Lecture 17. C) Asymptotic Properties of OLS
Contents
Asymptotic Properties of OLS
We now allow,
- [math]X[/math] to be random variables
- [math]\varepsilon[/math] to not necessarily be normally distributed.
In this case, we will need additional assumptions to be able to produce [math]\widehat{\beta}[/math]:
- [math]\left\{ y_{i},x_{i}\right\}[/math] is a random sample.
- Strict Exogeneity: [math]E\left(\left.\varepsilon_{i}\right|X\right)=0,\,i=1..N[/math].
- Homoskedasticity: [math]E\left(\left.\varepsilon_{i}^{2}\right|X\right)=\sigma^{2},\,i=1..N[/math] and [math]E\left(\left.\varepsilon_{i}\varepsilon_{j}\right|X\right)=0,\,\forall i,j=1..N,i\neq j.[/math]
Implications of Strict Exogeneity
First, notice that if [math]E\left(\left.\varepsilon_{i}\right|X\right)=0[/math], then [math]E\left(\varepsilon\right)=0[/math]:
[math]E\left(\left.\varepsilon_{i}\right|X\right)=0\Rightarrow E\left(E\left(\left.\varepsilon_{i}\right|X\right)\right)=E\left(0\right)\Leftrightarrow E\left(\varepsilon_{i}\right)=0.[/math]
In other words, if the conditional expectation of [math]\varepsilon_{i}[/math] given any [math]X[/math] is zero, then the expectation of [math]\varepsilon_{i}[/math] also needs to be zero. This assumption implies that [math]\varepsilon_{i}[/math] is uncorrelated with [math]x_{i1}[/math], [math]x_{i2}[/math], ..., and also [math]x_{1k}[/math], [math]x_{2k}[/math], etc.
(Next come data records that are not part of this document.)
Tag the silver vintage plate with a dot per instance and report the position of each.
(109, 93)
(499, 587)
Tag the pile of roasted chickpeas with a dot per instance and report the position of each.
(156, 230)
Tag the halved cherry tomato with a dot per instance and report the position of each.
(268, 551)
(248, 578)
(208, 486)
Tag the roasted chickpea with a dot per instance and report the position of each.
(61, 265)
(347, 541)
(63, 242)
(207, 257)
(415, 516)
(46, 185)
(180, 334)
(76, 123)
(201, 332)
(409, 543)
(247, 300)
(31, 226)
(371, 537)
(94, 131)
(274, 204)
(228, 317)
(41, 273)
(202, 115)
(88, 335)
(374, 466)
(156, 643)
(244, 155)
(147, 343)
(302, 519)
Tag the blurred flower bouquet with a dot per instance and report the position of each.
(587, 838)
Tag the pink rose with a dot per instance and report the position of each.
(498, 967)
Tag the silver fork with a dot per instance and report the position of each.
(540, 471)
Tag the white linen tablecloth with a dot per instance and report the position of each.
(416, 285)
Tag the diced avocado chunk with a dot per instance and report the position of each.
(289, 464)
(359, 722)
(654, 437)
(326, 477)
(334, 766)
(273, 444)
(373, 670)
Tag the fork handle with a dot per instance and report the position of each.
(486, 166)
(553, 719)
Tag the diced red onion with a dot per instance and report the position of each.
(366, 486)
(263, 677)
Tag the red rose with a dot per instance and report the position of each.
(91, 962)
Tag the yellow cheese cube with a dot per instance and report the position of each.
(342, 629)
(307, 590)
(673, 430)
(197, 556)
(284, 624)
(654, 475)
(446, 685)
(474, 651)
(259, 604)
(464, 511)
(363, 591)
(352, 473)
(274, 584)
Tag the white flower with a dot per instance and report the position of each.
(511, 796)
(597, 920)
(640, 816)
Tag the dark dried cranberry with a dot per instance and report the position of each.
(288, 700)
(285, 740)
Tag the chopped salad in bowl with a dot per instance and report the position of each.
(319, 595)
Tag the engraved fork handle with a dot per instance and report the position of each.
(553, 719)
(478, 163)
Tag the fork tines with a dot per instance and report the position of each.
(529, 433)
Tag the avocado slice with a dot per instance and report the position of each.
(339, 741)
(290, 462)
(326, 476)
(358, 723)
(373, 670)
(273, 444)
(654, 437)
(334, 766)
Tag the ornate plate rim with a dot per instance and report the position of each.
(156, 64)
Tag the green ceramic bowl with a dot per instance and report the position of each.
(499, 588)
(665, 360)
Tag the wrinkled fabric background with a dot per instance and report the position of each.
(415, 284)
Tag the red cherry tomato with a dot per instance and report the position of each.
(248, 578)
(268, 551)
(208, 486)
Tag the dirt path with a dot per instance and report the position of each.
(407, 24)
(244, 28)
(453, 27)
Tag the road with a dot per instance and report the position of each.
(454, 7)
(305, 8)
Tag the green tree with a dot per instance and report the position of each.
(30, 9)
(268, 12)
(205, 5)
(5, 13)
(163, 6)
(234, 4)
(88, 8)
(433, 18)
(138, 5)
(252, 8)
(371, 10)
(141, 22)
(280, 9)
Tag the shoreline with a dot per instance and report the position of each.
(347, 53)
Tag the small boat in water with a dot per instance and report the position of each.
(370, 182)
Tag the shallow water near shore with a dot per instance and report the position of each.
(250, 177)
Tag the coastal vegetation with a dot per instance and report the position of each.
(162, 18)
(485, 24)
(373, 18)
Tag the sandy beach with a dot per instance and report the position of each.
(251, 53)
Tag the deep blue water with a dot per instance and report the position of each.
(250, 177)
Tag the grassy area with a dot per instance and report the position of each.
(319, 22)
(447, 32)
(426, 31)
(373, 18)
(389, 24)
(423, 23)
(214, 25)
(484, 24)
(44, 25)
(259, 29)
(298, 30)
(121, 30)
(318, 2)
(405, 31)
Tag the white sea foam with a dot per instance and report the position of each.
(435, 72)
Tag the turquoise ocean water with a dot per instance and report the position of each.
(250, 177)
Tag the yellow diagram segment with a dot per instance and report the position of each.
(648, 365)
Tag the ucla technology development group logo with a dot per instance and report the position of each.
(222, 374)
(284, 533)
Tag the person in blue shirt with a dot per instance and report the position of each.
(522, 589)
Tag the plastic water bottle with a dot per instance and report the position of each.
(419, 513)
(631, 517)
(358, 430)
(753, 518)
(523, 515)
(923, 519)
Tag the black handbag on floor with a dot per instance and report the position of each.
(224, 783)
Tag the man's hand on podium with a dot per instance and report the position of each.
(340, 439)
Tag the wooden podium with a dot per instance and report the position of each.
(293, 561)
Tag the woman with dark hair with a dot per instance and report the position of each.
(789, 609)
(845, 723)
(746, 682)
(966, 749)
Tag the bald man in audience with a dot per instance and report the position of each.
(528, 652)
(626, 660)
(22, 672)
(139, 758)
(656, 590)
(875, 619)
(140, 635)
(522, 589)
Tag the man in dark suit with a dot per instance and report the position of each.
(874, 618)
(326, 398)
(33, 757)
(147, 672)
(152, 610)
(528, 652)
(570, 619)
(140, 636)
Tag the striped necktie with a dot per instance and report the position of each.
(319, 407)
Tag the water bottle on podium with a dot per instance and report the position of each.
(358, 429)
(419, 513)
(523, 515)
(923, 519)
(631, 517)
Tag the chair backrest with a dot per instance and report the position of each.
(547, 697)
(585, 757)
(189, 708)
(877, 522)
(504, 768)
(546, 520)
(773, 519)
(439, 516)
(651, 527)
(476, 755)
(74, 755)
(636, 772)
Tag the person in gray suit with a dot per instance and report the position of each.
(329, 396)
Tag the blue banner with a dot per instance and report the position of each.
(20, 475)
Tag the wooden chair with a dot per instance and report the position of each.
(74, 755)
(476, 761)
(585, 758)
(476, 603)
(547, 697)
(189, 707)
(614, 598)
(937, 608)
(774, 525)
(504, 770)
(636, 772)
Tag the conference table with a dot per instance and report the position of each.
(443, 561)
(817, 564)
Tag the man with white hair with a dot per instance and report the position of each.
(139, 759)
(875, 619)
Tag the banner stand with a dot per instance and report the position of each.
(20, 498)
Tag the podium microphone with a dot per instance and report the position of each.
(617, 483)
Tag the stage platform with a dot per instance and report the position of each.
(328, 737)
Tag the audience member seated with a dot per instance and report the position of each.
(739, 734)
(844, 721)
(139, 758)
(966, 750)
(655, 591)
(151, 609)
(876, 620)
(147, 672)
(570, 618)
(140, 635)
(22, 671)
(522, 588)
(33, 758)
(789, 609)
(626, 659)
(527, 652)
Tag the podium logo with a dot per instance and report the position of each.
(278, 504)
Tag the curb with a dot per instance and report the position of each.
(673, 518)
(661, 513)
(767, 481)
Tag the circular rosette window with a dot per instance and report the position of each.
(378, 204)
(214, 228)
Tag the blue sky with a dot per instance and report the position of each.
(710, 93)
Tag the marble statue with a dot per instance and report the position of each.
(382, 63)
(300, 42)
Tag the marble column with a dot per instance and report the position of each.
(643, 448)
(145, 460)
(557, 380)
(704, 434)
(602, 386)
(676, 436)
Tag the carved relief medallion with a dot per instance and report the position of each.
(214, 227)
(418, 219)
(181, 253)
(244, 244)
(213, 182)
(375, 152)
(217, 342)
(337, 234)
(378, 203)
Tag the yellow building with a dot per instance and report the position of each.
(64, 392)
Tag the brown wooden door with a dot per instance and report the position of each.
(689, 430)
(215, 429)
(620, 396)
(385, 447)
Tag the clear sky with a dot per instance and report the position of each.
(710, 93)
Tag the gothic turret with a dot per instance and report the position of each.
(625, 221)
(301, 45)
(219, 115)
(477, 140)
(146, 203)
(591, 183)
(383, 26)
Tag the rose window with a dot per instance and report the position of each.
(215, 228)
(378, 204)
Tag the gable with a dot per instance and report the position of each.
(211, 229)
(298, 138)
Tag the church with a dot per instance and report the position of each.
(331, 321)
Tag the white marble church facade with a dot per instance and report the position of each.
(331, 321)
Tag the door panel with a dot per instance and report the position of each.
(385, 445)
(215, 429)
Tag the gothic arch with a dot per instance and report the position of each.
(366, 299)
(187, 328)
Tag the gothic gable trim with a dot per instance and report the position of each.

Second, the strict exogeneity assumption implies the orthogonality condition [math]E\left(x_{jk}\varepsilon_{i}\right)=0,\,\forall\,j,k[/math]. (i.e., no matter how you pick [math]x[/math]’s by selecting [math]j[/math] and [math]k[/math], the result is uncorrelated with [math]\varepsilon_{i}[/math]).
To see this, let [math]E\left(x_{j}\varepsilon_{i}\right)=\left[\begin{array}{c} E\left(x_{j1}\varepsilon_{i}\right)\\ E\left(x_{j2}\varepsilon_{i}\right)\\ \vdots\\ E\left(x_{jK}\varepsilon_{i}\right) \end{array}\right][/math]
Then, it follows that
[math]E\left(x_{jk}\varepsilon_{i}\right)=E\left[E\left(\left.x_{jk}\varepsilon_{i}\right|x_{jk}\right)\right]=E\left[x_{jk}\underset{=0}{\underbrace{E\left(\left.\varepsilon_{i}\right|x_{jk}\right)}}\right]=0.[/math]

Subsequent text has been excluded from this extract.